É a narrativa, gente, tentei explicar.

Lá pela metade do livro, um e-mail longo, de um dos meninos, pedindo um basta naquela exaltação toda. Ele havia recebido um prêmio de um general, numa cerimônia pública. Na volta para a escola, o desprezo sem fim de colegas e professores. Uma exclusão que ele não entendia, nem merecia. Uma chaga na luta gloriosa contra a injustiça e o autoritarismo. Revolta, desamparo.

O conjunto dos emails fazia todo o sentido do mundo. As ilusões e decepções, o encantamento e a indiferença. O acolhimento e a exclusão. Fundamentalmente, a liberdade e o dogma. Estavam lá, naquele livro que eu gostaria tanto de compartilhar com vocês, os dilemas daquela geração “filha da revolução” no sentido oposto ao que a música deu à expressão. Somos os filhos do ideal de esquerda acolhido, ou escondido, na sala de aula, enquanto militares ocupavam as ruas.

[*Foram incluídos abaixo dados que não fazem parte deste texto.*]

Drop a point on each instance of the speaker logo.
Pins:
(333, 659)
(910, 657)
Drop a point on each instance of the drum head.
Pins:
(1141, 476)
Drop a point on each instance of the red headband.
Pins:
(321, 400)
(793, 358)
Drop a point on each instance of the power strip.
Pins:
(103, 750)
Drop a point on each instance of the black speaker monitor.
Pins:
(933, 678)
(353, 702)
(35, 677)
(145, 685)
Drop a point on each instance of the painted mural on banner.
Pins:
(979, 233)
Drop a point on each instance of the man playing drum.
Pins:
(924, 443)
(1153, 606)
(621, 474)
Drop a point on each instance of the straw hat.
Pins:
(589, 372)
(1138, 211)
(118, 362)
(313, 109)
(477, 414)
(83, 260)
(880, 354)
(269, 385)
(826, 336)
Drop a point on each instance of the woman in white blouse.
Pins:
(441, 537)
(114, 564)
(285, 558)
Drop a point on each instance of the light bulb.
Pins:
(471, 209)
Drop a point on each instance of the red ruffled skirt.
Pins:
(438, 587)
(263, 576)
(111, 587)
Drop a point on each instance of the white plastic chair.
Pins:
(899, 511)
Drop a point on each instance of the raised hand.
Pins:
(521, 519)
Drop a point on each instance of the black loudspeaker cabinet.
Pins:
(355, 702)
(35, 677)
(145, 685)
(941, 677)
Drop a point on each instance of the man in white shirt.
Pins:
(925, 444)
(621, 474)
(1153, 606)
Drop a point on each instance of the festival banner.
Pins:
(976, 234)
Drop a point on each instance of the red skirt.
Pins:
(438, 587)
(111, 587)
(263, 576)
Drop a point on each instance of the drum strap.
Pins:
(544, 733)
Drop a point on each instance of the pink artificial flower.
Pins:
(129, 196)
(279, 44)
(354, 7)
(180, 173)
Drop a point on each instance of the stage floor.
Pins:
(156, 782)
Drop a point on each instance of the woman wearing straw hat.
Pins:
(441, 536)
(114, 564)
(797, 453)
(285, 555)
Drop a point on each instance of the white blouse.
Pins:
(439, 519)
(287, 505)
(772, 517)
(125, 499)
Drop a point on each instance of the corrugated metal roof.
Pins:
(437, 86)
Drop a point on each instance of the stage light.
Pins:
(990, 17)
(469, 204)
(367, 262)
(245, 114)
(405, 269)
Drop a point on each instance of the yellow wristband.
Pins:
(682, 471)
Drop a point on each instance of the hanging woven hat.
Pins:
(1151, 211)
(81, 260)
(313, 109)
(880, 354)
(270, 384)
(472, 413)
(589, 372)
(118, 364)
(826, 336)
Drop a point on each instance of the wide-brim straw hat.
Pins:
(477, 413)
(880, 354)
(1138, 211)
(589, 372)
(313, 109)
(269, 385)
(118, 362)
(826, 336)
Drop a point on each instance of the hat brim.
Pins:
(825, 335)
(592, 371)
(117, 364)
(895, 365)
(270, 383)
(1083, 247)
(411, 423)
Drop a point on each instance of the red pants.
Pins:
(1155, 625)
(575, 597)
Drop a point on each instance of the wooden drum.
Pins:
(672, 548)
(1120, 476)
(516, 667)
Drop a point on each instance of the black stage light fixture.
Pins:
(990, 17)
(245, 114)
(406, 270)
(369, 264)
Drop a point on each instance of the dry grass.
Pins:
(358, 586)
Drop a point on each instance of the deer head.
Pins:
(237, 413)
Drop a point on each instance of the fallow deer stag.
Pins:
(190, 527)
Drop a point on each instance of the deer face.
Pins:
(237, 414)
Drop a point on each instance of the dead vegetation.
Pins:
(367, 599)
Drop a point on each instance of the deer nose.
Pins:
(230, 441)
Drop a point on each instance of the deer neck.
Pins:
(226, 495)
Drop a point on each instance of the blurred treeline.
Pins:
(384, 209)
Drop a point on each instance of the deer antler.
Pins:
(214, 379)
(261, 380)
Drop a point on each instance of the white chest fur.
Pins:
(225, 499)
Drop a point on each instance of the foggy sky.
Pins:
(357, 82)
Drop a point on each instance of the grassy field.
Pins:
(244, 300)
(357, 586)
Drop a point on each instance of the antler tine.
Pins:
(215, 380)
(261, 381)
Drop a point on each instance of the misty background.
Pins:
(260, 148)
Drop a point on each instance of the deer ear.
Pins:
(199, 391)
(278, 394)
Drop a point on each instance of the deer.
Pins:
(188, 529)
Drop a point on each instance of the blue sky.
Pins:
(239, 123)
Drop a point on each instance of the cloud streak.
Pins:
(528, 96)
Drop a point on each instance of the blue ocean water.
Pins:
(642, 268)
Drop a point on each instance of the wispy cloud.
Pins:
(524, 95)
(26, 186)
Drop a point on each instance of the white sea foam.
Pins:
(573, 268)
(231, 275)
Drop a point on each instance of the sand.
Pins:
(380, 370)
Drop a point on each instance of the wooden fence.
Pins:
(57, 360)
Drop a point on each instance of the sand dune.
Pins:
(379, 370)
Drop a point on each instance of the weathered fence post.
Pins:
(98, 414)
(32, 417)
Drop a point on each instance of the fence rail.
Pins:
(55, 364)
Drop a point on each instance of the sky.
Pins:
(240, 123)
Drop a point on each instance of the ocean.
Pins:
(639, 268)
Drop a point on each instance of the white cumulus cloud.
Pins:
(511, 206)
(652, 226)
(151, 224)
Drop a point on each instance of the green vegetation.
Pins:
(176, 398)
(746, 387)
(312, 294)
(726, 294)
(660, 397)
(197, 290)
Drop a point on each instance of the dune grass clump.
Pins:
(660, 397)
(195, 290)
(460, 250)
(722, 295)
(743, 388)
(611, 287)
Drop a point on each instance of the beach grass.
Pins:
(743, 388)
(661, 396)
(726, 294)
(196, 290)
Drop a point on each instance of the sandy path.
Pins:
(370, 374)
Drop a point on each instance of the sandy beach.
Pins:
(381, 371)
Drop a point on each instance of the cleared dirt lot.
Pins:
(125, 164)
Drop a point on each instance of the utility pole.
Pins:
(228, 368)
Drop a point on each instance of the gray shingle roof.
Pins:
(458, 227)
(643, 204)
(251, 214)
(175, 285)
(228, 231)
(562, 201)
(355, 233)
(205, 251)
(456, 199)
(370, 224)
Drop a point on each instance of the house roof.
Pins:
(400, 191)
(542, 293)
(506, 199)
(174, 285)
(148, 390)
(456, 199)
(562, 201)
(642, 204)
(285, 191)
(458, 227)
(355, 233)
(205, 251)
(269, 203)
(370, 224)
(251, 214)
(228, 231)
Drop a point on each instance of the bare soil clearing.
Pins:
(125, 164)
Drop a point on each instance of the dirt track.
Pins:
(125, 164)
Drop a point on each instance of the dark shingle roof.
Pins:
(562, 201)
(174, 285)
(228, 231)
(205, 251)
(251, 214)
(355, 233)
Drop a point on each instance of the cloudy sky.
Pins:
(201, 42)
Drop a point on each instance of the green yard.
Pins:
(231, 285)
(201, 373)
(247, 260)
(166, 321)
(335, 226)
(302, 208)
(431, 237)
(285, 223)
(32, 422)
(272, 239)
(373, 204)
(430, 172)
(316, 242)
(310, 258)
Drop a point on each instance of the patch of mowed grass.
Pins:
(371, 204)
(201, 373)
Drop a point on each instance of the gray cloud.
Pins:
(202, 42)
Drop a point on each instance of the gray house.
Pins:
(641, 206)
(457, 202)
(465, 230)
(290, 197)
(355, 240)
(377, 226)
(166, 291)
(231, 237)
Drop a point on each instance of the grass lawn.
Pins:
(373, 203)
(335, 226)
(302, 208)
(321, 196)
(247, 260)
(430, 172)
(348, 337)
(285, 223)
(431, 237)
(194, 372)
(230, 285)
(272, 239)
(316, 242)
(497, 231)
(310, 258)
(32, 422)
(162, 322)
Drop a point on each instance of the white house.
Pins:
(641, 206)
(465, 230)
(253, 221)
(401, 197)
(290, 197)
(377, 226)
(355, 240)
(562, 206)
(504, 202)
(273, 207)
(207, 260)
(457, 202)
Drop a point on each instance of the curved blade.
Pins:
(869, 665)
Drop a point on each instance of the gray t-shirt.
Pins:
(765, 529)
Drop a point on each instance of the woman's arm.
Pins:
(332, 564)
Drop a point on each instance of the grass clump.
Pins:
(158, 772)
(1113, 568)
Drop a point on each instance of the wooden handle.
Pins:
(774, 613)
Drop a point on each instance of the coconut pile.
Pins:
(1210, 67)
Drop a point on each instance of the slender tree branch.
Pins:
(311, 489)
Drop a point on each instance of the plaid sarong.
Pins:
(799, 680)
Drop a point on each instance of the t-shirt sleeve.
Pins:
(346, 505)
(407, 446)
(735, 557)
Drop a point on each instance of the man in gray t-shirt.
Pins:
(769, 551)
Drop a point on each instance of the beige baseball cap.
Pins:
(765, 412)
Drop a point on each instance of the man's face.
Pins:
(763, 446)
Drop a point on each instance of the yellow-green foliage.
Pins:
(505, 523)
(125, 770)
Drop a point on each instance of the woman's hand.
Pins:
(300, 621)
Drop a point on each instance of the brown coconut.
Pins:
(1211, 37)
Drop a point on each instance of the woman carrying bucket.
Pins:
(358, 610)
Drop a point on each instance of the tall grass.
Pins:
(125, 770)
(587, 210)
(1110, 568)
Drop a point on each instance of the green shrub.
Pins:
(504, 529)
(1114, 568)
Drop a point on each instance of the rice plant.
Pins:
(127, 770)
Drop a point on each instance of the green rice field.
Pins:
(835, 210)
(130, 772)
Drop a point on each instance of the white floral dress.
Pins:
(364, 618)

Essa é nossa herança, com a qual temos que lidar. Em 2014 não conseguimos refletir sobre os 50 anos do golpe de 1964. Estávamos ainda navegando no que restava da bonança econômica, na expectativa da Copa do Mundo e ignorantes sobre as proporções que a Lava Jato tomaria, e a efeméride serviu de celebração do poder vigente. Desde então, a hegemonia de esquerda no debate público e nas universidades foi contestada, o que permite um esforço mais verdadeiro, mais profundo, talvez mais dolorido, para pensar sobre aqueles anos duros e sobre o que restou deles, em particular na cultura e na educação, para todos nós.

Aquela Heloísa, aquela Heloísa era mesmo eu.

Heloisa Pait

Heloisa Pait é socióloga e professora da UNESP.